Installing an antivirus program is not enough. You need to keep it updated with the newest updates since new viruses come out all the time.Most antivirus programs update automatically after being installed. However, you should check from time to time to ensure that your virus definitions are being updated correctly.
It is a good practice to update your anti-virus software weekly.
Take action to protect yourself from email-based threats
In general, never run a .exe, .bat, vbs, wsh, pif, or .scr file you receive in email. Also, don't open any attachments in emails that look weird.
If an email asks you to forward it to 10 people for good luck, or tells you that you will receive money from someone just for forwarding it, delete it. You may also want to tell the sender of the message to stop sending chain-letters. These are all hoaxes and do nothing except fill up email boxes.
Also, don't believe virus warnings that cannot be verified. If someone tells you that a new virus is out, and that McAfee or Norton don't know about it, do not believe it. This is probably a hoax as well. You can visit McAfee's website: www.nai.com or Norton's website: www.symantec.com to lookup virus information.

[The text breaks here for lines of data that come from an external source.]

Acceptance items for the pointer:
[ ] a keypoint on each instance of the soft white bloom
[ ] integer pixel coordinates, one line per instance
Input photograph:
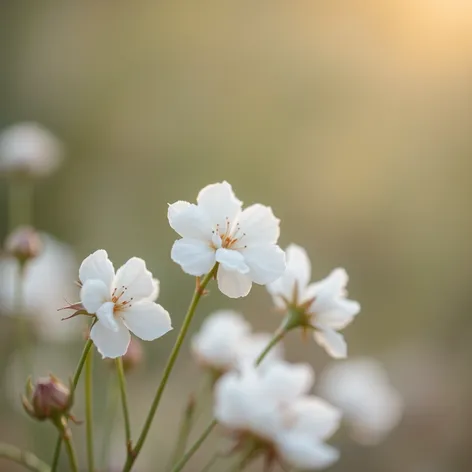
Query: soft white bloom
(324, 303)
(123, 302)
(362, 390)
(46, 286)
(226, 341)
(272, 406)
(243, 242)
(29, 149)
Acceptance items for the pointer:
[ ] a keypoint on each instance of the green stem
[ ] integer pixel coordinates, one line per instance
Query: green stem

Always verify virus alerts yourself, before you take the chance of deleting a critical system file.
Reputable companies will never ask you for your username, password, credit card number or social security number via email. They will also never send emails wanting you to confirm a credit card number or password on a remote site. A company might have a problem with your credit card number if you ordered something from them, but in all cases, look at the site that you end up in your web browser. Real website will always include a valid domain name as the first part of the address, and will never contain an @ symbol in the web address. There are many scams going around right now that try to get AOL passwords, bank account information, Paypal account information, and credit card numbers.